Today, a free press/media despite ominous restrictions, the DPP and an independent judiciary are what remain of our constitutional mechanisms to protect against abuses. Were it not for the brave stand of the PMSD, whose exit from government in 2017 deprived SAJ and his then backers like Nando Bodha, Roshi Bhadain, Ivan Collendavelloo, the required qualified parliamentary majority to force through the inglorious Prosecution Commission to oversee and control the Office of the DPP, the republic would have also lost that leg.

* * *

The electorate will pronounce on the fate of the yes-men

As if on cue, Cabinet, kow-towing to the PM’s inability to hold the elections of municipal councils which could have immensely negative bearings on the general elections to be held soon, duly approved on Friday last their third successive postponement despite a raft of Opposition voices inside and outside Parliament decrying the perversion of democratic principles. The Bill was rushed through all its hearings on Tuesday night and voted into law by the early hours of Wednesday.

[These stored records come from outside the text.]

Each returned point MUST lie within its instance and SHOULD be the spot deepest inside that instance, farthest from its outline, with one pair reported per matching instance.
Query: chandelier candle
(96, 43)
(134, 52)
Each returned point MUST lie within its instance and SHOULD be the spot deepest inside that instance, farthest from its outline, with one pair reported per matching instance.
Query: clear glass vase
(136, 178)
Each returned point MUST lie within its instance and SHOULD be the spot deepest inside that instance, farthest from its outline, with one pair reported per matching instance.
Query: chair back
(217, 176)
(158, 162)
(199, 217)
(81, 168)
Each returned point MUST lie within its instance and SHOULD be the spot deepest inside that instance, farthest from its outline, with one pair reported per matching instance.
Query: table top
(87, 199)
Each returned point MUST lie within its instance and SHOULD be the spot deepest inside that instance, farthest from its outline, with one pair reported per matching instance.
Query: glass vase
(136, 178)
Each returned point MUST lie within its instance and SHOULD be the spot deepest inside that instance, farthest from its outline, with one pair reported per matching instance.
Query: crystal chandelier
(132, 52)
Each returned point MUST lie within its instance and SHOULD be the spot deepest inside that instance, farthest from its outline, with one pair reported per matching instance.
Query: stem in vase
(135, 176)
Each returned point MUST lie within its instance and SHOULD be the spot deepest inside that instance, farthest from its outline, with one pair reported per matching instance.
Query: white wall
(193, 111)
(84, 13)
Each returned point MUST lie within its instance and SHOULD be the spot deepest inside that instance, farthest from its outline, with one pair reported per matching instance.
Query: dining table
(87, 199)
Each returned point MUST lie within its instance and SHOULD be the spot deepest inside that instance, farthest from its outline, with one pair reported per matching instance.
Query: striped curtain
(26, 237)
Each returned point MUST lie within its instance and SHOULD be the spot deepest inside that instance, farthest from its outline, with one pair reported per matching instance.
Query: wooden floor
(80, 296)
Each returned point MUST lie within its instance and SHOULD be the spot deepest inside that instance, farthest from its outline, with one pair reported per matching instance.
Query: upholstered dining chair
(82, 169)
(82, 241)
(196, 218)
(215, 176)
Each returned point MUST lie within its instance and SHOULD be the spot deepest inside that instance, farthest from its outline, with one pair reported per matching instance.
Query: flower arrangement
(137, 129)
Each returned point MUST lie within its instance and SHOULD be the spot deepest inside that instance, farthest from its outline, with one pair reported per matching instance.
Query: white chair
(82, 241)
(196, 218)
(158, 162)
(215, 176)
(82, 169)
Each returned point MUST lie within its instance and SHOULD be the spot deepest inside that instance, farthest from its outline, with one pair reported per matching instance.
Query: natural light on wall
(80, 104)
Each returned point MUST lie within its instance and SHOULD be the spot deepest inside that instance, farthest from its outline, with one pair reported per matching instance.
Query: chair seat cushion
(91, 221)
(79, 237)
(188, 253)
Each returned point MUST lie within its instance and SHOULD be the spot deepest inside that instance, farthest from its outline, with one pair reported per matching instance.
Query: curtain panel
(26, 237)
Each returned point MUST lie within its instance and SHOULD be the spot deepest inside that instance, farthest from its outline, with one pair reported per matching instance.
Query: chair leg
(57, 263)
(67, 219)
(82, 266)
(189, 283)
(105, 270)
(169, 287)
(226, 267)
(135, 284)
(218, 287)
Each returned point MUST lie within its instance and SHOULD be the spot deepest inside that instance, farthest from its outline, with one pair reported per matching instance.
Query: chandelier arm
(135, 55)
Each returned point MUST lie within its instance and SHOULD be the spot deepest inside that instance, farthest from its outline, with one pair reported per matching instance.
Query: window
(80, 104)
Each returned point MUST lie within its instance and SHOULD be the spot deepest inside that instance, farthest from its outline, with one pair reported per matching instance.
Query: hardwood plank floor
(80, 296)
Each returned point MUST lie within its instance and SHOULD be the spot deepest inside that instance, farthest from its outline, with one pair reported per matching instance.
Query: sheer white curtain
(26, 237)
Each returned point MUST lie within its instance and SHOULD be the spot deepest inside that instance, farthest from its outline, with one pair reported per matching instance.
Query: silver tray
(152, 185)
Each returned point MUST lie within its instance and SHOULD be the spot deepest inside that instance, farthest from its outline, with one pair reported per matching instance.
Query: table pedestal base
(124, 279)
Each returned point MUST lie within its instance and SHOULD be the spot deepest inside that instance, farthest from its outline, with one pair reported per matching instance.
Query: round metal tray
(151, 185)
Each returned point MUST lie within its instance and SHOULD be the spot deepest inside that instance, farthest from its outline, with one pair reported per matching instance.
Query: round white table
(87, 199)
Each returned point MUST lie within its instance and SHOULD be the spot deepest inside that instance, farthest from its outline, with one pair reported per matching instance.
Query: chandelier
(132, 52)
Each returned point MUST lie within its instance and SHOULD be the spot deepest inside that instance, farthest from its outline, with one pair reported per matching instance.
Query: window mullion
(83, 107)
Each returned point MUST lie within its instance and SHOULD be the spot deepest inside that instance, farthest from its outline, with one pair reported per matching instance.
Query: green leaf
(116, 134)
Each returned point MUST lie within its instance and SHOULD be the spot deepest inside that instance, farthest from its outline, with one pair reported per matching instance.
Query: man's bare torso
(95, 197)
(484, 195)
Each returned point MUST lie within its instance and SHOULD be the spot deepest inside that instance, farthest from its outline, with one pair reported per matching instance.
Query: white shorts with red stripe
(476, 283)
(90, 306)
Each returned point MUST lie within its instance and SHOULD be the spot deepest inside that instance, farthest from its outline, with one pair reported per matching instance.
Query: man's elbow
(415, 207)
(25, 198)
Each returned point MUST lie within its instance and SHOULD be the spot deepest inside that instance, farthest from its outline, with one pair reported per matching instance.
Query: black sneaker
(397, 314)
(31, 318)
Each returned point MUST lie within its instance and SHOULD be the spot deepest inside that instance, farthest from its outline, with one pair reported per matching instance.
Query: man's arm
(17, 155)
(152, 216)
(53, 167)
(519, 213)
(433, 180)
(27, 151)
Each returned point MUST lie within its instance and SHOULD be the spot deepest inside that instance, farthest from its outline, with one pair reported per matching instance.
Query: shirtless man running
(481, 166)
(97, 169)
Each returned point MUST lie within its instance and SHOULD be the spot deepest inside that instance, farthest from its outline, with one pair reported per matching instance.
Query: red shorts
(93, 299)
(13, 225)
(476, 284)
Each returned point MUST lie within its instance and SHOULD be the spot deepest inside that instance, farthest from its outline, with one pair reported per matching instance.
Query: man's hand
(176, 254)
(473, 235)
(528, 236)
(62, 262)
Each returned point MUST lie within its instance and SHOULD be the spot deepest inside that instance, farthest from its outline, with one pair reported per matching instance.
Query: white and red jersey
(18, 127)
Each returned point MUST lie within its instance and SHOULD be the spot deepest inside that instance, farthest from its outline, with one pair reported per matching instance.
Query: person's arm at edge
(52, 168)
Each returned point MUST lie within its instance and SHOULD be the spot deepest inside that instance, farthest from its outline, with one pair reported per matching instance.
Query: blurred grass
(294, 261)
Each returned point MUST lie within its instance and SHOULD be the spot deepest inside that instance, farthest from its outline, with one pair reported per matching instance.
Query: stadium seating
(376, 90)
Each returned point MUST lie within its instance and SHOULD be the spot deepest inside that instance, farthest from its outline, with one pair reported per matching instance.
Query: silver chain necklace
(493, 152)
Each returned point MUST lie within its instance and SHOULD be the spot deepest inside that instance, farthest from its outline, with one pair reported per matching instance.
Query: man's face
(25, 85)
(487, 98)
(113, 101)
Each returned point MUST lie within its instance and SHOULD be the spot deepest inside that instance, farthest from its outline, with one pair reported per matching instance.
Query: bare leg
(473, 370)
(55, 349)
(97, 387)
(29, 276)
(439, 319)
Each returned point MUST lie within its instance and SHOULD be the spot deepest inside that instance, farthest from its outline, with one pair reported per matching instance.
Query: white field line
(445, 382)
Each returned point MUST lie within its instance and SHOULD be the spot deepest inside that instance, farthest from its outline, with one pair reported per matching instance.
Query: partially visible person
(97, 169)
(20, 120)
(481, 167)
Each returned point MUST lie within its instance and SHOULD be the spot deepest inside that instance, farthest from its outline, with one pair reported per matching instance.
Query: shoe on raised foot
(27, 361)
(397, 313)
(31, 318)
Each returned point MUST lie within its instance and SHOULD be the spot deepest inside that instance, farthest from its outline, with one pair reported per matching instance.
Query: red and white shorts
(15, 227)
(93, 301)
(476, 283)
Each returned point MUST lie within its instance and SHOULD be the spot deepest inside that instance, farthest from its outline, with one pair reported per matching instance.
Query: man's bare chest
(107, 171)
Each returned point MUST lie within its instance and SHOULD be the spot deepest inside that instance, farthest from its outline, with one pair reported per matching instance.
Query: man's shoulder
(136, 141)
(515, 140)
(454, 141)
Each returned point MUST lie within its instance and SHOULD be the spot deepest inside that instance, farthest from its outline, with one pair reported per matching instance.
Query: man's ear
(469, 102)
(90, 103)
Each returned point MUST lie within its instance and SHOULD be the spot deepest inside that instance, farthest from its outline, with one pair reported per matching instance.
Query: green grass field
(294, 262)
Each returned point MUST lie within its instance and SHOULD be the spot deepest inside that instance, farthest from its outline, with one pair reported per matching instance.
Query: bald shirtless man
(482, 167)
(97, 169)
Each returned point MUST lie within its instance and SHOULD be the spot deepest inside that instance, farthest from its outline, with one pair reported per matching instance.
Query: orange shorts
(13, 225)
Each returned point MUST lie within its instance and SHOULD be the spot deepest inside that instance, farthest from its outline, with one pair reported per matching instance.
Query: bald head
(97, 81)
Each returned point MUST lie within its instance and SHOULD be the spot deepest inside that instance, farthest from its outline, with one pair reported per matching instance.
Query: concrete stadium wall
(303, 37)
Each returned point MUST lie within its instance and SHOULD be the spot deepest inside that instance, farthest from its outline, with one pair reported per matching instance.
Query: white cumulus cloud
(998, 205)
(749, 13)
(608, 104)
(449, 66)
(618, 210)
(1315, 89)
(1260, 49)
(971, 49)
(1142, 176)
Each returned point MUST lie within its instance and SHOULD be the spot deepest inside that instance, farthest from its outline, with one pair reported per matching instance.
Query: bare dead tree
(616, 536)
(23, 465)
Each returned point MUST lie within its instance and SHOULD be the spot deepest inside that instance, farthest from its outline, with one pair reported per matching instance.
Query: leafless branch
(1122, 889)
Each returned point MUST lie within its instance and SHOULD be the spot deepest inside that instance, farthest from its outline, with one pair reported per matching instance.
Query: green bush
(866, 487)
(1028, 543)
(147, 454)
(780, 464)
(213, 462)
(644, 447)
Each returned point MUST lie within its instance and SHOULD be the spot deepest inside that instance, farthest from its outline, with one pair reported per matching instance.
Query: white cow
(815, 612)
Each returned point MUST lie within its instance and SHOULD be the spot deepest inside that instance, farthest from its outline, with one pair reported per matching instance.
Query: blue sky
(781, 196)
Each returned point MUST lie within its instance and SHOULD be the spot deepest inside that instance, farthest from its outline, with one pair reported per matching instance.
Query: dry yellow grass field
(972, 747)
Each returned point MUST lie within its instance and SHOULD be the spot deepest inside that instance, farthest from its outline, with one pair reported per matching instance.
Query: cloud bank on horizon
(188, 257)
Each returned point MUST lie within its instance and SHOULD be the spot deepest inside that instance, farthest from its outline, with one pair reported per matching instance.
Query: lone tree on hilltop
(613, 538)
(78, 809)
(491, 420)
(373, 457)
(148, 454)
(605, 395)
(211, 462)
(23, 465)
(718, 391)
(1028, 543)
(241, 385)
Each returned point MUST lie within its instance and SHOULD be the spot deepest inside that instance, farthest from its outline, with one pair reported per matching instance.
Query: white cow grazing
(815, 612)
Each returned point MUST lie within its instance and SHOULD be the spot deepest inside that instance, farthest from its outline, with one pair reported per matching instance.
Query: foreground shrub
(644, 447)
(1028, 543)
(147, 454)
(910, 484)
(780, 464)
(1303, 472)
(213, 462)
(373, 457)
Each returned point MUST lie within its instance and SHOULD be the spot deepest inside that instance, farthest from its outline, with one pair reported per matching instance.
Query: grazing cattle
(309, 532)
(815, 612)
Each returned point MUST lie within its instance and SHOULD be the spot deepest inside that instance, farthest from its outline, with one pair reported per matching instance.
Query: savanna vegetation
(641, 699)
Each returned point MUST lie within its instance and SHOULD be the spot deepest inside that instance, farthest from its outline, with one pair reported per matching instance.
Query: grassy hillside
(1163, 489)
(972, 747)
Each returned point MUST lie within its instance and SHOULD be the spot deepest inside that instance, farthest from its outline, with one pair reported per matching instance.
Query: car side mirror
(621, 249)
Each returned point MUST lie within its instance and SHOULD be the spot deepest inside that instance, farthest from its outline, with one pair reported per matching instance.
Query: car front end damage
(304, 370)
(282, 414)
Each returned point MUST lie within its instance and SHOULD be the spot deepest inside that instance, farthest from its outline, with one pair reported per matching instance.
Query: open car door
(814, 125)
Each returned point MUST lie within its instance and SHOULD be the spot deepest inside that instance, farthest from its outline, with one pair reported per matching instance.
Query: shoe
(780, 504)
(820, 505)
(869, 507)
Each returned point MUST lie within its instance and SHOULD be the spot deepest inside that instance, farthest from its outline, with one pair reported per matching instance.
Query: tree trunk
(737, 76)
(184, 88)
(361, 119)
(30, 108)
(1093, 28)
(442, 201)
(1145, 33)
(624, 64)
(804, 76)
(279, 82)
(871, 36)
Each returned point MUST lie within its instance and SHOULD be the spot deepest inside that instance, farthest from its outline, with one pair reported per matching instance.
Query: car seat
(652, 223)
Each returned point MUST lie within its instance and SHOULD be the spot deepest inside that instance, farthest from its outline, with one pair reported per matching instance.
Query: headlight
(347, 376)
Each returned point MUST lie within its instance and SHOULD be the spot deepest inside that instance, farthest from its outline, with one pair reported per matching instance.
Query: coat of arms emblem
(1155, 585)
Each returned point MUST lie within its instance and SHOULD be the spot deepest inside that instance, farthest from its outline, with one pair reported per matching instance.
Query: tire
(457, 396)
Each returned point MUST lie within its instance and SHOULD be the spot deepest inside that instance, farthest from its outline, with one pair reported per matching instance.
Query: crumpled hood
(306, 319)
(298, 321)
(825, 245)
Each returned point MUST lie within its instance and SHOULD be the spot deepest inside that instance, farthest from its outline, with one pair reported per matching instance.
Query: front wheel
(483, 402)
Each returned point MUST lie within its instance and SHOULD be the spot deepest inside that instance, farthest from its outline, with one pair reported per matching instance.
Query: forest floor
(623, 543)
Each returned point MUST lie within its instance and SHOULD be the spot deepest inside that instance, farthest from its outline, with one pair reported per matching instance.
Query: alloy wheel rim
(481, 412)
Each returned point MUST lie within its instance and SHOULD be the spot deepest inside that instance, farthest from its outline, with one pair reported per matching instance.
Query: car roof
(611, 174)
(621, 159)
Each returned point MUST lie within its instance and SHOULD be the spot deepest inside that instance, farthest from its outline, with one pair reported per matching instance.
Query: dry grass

The first two postponements were justified on the basis of the pandemic, which incidentally had not prevented India holding its massive scale general elections under Covid, and they were seen as somewhat flimsy pretexts for our small island state. That the mayors and councillors last elected in 2015 have now been given a two-year prolongation on the basis that a new administrative cadre would be desirable for our cities is obviously as flimsy as it gets.

Some might be surprised that such stalwarts of freedom and democracy in their MMM days as Collendavelloo, Ganoo, Obeegadoo or Ramano have without any murmur of protest joined the ranks of yes-men. Ultimately, the electorate at general elections will pronounce on their fate.